Bildunterschrift: Hitze im Juni 2019 Am 28. Juni 2019 lag die Temperatur auf dem Mittelland bei über 36 Grad. Franz Knuchel
Die 36 Grad im Juni sind selten
Das absolute Maximum im Juni in der Schweiz datiert vom 27. Juni 1947 mit 36,9 Grad in Basel. Das war bisher der einzige Tag mit mehr als 36 Grad im Juni am Rheinknie. Juni-Rekorde mit einem Wert von 36 Grad oder mehr gibt es nur noch in Koppigen, Grono, Sitten, Genf, Magadino und Chur. Die letzte große Hitzewelle haben wir im Juni vor vier Jahren erlebt. Am Ende des Monats gab es mehrere Tage mit deutlich über 30 Grad, in Basel waren es beispielsweise 35,9 Grad, in Zion sogar 36,4 Grad. Die Hitze im Juni 2003 war von ähnlicher Größenordnung, wurde aber von der zweiten Hitzewelle im August 2003 leicht überwunden.
Bildunterschrift: Juni 2019 Am 28. Juni 2019 blieb Wasserauen / AI-Kühen nichts anderes übrig, als aus dem Wasser zu fliehen. Andrea Pohl
Wann ist die heißeste Zeit des Jahres?
Hundetage gelten im Volksmund als die heißeste Zeit des Jahres. Diese laufen vom 23. Juli bis 23. August. Schaut man sich die Jahreshöchststände in der Schweiz im 21. Jahrhundert genauer an, so stellt man fest, dass die Jahreshöchststände neun Mal im Juli, acht Mal im August und nur fünf Mal im Juni auftraten und auch die absoluten Höchststände deutlich im Juli und August. höher als im Juni.

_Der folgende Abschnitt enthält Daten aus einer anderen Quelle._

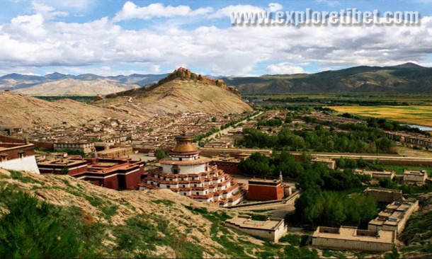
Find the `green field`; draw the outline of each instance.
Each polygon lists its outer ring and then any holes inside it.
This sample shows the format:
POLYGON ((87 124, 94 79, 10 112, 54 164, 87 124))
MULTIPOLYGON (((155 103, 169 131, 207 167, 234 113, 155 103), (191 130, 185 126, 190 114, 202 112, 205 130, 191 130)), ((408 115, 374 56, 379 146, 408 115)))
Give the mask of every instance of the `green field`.
POLYGON ((432 127, 432 106, 331 106, 340 113, 432 127))
POLYGON ((426 170, 428 173, 432 172, 432 168, 428 166, 394 166, 394 165, 382 165, 382 167, 385 170, 392 170, 398 175, 403 175, 404 170, 422 171, 426 170))

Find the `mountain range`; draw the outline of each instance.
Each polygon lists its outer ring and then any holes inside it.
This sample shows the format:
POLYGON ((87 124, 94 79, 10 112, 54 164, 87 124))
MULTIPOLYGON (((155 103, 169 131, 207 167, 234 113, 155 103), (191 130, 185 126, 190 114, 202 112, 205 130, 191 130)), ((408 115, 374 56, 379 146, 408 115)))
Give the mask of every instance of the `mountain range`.
POLYGON ((89 104, 67 98, 50 102, 5 91, 0 93, 0 110, 8 112, 0 113, 0 127, 79 126, 108 117, 141 120, 168 113, 226 115, 252 110, 240 93, 222 80, 183 68, 146 87, 98 96, 96 100, 89 104))
POLYGON ((432 92, 432 69, 412 63, 395 67, 361 66, 310 74, 223 79, 246 94, 432 92))
MULTIPOLYGON (((106 95, 148 87, 168 74, 101 76, 53 73, 44 76, 11 74, 0 77, 0 90, 32 96, 106 95)), ((394 67, 355 67, 316 74, 249 77, 209 76, 222 79, 241 93, 431 93, 432 68, 413 63, 394 67)))
POLYGON ((0 90, 31 96, 89 96, 108 94, 157 82, 164 74, 102 76, 93 74, 78 76, 60 73, 43 76, 10 74, 0 77, 0 90))
POLYGON ((157 114, 204 112, 241 113, 252 108, 237 89, 215 79, 178 68, 157 83, 106 96, 95 105, 115 107, 130 113, 157 114))

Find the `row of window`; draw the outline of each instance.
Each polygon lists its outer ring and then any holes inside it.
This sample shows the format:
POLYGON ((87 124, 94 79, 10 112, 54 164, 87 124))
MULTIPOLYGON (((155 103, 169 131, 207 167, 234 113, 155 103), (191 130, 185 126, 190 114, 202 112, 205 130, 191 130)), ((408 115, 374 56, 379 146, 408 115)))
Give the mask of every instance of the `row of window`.
MULTIPOLYGON (((25 155, 24 154, 24 152, 18 152, 18 157, 19 159, 23 159, 25 156, 25 155)), ((8 161, 8 155, 1 155, 0 156, 0 161, 1 162, 6 162, 8 161)))

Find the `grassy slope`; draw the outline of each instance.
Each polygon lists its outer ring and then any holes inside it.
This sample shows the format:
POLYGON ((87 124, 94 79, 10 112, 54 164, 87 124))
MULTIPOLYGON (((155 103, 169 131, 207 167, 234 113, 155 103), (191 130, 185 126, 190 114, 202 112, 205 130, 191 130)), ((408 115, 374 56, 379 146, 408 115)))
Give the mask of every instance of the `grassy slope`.
POLYGON ((305 75, 226 78, 243 93, 425 93, 430 92, 431 69, 357 67, 305 75))
MULTIPOLYGON (((307 248, 273 245, 226 228, 222 221, 236 212, 193 202, 169 190, 118 192, 68 175, 38 175, 0 169, 0 197, 6 191, 18 190, 59 209, 38 219, 42 224, 54 217, 67 222, 52 234, 63 236, 59 233, 70 231, 67 226, 74 225, 75 236, 81 244, 78 257, 261 258, 273 255, 286 258, 295 254, 317 258, 317 252, 307 248)), ((5 203, 4 200, 0 200, 1 217, 10 211, 5 203)), ((0 234, 2 231, 0 227, 0 234)), ((18 232, 17 236, 21 234, 18 232)), ((37 247, 45 245, 44 240, 33 238, 35 233, 24 234, 26 239, 37 239, 37 247)), ((18 243, 14 252, 24 253, 21 248, 25 246, 18 243)), ((29 254, 35 253, 24 253, 29 254)), ((5 255, 9 255, 0 254, 0 257, 5 255)))
POLYGON ((127 101, 128 98, 118 97, 97 103, 147 115, 190 111, 229 114, 252 110, 239 96, 220 87, 194 81, 173 80, 149 92, 137 92, 132 97, 132 103, 127 101))

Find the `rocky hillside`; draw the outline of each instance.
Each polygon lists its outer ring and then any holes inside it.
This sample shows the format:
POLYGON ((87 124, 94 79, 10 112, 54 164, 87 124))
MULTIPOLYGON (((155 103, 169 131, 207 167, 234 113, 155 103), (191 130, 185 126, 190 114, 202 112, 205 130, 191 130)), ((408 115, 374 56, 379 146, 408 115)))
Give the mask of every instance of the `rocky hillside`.
POLYGON ((431 93, 432 68, 407 63, 396 67, 356 67, 312 74, 228 77, 241 93, 431 93))
POLYGON ((0 90, 32 96, 108 94, 157 82, 166 74, 102 76, 92 74, 74 76, 52 73, 43 76, 10 74, 0 76, 0 90))
POLYGON ((112 110, 69 99, 48 102, 23 94, 0 93, 0 127, 28 127, 36 125, 78 126, 108 117, 130 120, 141 115, 112 110))
MULTIPOLYGON (((0 169, 0 197, 1 258, 12 254, 17 258, 166 258, 283 254, 280 250, 284 246, 221 224, 237 212, 167 190, 118 192, 69 175, 0 169), (19 227, 14 225, 18 224, 19 227), (51 244, 53 238, 55 246, 51 244)), ((305 253, 317 256, 316 251, 305 253)))
POLYGON ((120 84, 114 80, 107 79, 93 80, 66 79, 37 84, 30 88, 18 89, 15 92, 30 96, 96 96, 138 87, 140 86, 136 84, 120 84))
POLYGON ((228 114, 252 110, 239 92, 223 81, 183 68, 156 84, 110 94, 96 102, 96 105, 102 103, 149 116, 188 111, 228 114))

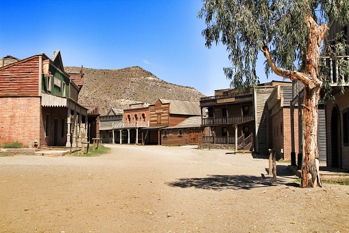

Für den August liegt das absolute Maximum bei 41,5 Grad (2003) und im Juli bei 39,7 Grad (2015). Die 36,2 Grad von 2014 wirken eher bescheiden.
Legende: Hitze in Madrid In Madrid waren es am Mittwoch 41 Grad. FB
Woher kommt die Wärme?
Seit Tagen herrscht vor der portugiesischen Atlantikküste ein Tiefdruckgebiet, in dem sich gerade das klassische Hoch der Azoren befinden sollte. Die Folge davon ist, dass in den letzten Wochen immer wieder südliche Strömungen von Spanien bis zu den Alpen installiert werden konnten. Dies bescherte uns vor rund einem Monat die ersten heissen Tage in der Schweiz. Spanien leidet seit Tagen unter Dauerhitze. Im Raum Sevilla – Córdoba wurden in den letzten Tagen etwa 40 Grad erreicht mit Höchstwerten von 42 Grad. Am Mittwoch wurden in Talaverna de la Reina sogar 43 Grad gemessen. Diese Hitze dringt nun über das Wochenende weiter in die Alpen vor. Allerdings ist es hier nicht so heiß.